Wednesday, August 20, 2014

Discussion over at Called to Communion

For anyone interested in seeing the discussion I am having with David Anders and other Roman Catholics at the Called to Communion blog, on "The Witness of Lost Christianities" ( The Oriental Orthodox - The Monophysite/ Miaphysite Churches of Coptic, Syrian-Jacobite, and Armenian, and Assyrian-Nestorian Churches of Mesopotamia and the Persian Empire)

We have recently been getting into issues on justification, Augustine's view of merit, the early church exalting Mary too much and giving Islam a wrong impression of the doctrine of the Trinity and the phrase "Son of God" and "Mother of God" original meaning, Mary's role, the marriage of Church and State, baptismal regeneration, calling the Lord Supper / Eucharist, a "sacrifice".

4 comments:

Algo said...

Ken

Very nice work.

Also John Bugay's contributions are really good as well.

Ken said...

Thanks Algo,
It's getting overwhelming now; with more and more joining the conversation and Bryan Cross has long entries with lots of links to other long articles.

Yes, John Bugays comments are really good; and his older ones in older comboxes that Bryan Cross linked to were also very good.

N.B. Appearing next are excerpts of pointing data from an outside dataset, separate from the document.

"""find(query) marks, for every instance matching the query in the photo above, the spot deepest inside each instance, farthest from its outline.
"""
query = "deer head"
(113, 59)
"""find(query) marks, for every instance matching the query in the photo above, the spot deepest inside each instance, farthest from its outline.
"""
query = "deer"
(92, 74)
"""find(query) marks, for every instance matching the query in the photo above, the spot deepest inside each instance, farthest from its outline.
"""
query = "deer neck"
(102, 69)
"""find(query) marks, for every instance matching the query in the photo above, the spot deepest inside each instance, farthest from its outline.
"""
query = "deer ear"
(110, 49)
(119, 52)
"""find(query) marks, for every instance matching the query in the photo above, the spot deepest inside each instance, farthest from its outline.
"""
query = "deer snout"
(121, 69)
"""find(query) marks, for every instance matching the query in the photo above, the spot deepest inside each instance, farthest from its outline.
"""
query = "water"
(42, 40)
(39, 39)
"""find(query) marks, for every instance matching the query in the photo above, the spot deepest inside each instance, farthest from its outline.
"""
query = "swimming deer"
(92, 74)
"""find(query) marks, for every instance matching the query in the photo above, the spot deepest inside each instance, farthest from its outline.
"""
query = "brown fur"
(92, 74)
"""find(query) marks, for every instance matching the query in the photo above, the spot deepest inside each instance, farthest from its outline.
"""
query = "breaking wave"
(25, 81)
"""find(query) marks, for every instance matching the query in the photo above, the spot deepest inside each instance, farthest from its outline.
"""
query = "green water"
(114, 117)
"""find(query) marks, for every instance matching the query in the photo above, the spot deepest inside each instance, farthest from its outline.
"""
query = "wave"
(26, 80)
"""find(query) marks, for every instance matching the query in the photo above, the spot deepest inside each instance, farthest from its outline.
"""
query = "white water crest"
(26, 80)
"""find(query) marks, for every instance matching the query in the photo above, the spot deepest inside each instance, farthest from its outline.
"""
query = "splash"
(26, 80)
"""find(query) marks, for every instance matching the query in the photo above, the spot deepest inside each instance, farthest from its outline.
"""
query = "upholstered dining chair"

Challenging to get a handle on, but when one has the time, very interesting.

Historical theology and church history are very interesting.

Algo said...

As James has described it. They are playing:

Spy vs. Spy

"The church’s liturgy preceded the written word — and not everything down in the liturgy of the early church was written down in Scripture. Even Paul himself alludes to church tradition that is oral vs. written down (See 2 Thessalonians 2:15)"

vs.

“Well…yes and no.
I don’t hold to the sort of “partim-partim” idea, in which there are some teachings utterly absent from Scripture and only passed down via oral tradition.”

James Ross said...

I disagree. I don't think Mary is being exalted nearly enough on any of the discussion blogs. I mean, think about it, how can we overdo exalting the woman God chose to be His mother? When we exalt the things of God, do we not exalt God? Just as praising the Mona Lisa exalts Da Vinci.